DEV Community

Franck Pachot for YugabyteDB

Posted on • Updated on

YugabyteDB Predicate Push Down

I've written, in a previous blog post, about some very basic pushdowns. More are coming. YugabyteDB started by plugging PostgreSQL on top of the DocDB Distributed Storage and Transaction layer, and then optimize it by pushing down the relevant operations to reduce the remote calls between the nodes. In the latest preview version, some pushdown filters can be enabled. Here is a simple example.

Rows Removed by Filter

I have the following table with no index on n:

yugabyte=# create table demo (id bigint primary key, value int);

yugabyte=# insert into demo (id, value)
           select n, n from generate_series(1,1000) n;

yugabyte=# show yb_enable_expression_pushdown;
(1 row)

yugabyte=# explain (costs off, analyze, verbose)
           select * from demo where value=1;

                            QUERY PLAN
 Seq Scan on public.demo (actual time=6.040..6.058 rows=1 loops=1)
   Output: id, value
   Filter: (demo.value = 1)
   Rows Removed by Filter: 999
 Planning Time: 0.038 ms
 Execution Time: 6.095 ms
(6 rows)
Enter fullscreen mode Exit fullscreen mode

With yb_enable_expression_pushdown set to off, the default in version 2.13.2, 1000 rows have been read from the remote nodes, 999 filtered by the node I'm connected to, to finally output 1 row.

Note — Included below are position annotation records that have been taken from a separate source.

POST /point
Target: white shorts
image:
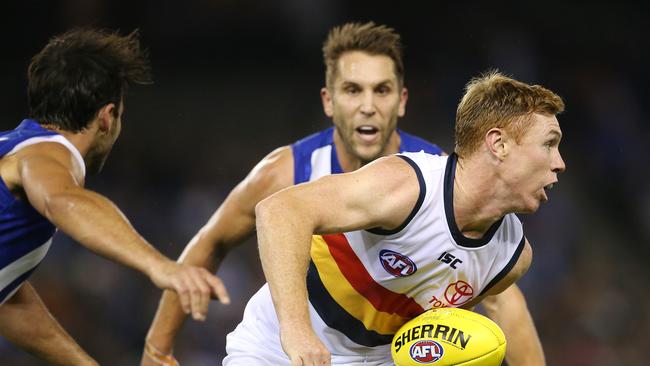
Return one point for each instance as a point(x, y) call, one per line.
point(256, 340)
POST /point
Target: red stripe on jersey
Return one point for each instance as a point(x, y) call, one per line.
point(355, 272)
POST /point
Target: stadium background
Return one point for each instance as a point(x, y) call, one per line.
point(235, 79)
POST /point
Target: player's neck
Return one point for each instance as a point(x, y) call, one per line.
point(476, 198)
point(81, 140)
point(349, 162)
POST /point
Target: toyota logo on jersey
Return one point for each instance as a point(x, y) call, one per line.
point(397, 264)
point(426, 351)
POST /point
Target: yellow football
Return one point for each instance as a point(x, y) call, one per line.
point(449, 336)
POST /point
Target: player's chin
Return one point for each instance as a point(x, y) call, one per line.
point(531, 206)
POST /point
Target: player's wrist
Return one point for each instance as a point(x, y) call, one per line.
point(159, 356)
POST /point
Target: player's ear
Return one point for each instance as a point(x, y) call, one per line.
point(106, 117)
point(404, 96)
point(496, 140)
point(326, 98)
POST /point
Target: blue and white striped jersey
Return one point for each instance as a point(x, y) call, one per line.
point(25, 235)
point(315, 155)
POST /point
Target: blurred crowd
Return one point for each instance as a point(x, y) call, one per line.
point(236, 79)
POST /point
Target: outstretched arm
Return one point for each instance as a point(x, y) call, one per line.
point(381, 194)
point(46, 174)
point(509, 310)
point(230, 225)
point(26, 322)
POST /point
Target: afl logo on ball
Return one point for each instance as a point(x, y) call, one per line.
point(426, 351)
point(397, 264)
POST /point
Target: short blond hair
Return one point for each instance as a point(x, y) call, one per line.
point(493, 100)
point(366, 37)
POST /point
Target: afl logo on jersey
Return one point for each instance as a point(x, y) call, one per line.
point(397, 264)
point(426, 351)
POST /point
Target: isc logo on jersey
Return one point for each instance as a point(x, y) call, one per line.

This uses the PostgreSQL explain plan where the rows in the operation shows the final output and the Rows Removed by Filter counts what has been read, and filtered afterwards. Then the ratio of discarded rows is high, it is a sign of inefficient access. This probably requires a better index for the condition in Filter:.

The consequence is worse in a distributed SQL database because those rows, in addition to being read, are sent to the session backend to be filtered there. This takes time, and increases the network cost in a cloud environment. The solution may be in better indexing, but the database can also improve this by pushing down the filter to the remote node.

Remote Filter

By setting yb_enable_expression_pushdown to on, the rows are filtered on the tablet servers:

yugabyte=# set yb_enable_expression_pushdown to on;

yugabyte=# explain (costs off, analyze, verbose)
           select * from demo where value=1;

                            QUERY PLAN
 Seq Scan on public.demo (actual time=2.697..2.698 rows=1 loops=1)
   Output: id, value
   Remote Filter: (demo.value = 1)
 Planning Time: 0.034 ms
 Execution Time: 2.734 ms
(5 rows)
Enter fullscreen mode Exit fullscreen mode

The difference in time is small here, as I'm running this on a lab with all nodes on the same machine, but less rows to send also means less CPU, less context switches, and a better distribution of the load. In a real deployment over multiple availability zone, or even regions, the difference will be huge.

Only for Seq Scan

The pushdowns are currently implemented for Seq Scan only, where it always makes sense. If I create a "bad" index and force it with hint:

yugabyte=# create unique index demoi on demo(id) include (value);

yugabyte=# set yb_enable_expression_pushdown=on;

yugabyte=# explain (costs off, analyze, verbose) 
           /*+ IndexOnlyScan(demo) */ 
           select * from demo where value=1;

                                      QUERY PLAN
 Index Only Scan using demoi on public.demo (actual time=6.825..6.872 rows=1 loops=1)
   Output: id, value
   Filter: (demo.value = 1)
   Rows Removed by Filter: 999
   Heap Fetches: 0
 Planning Time: 0.086 ms
 Execution Time: 6.897 ms
(7 rows)
Enter fullscreen mode Exit fullscreen mode

This index doesn't filter the rows (no Index Cond.) and all 100 rows have been returned to the PostgreSQL backed to be filtered there.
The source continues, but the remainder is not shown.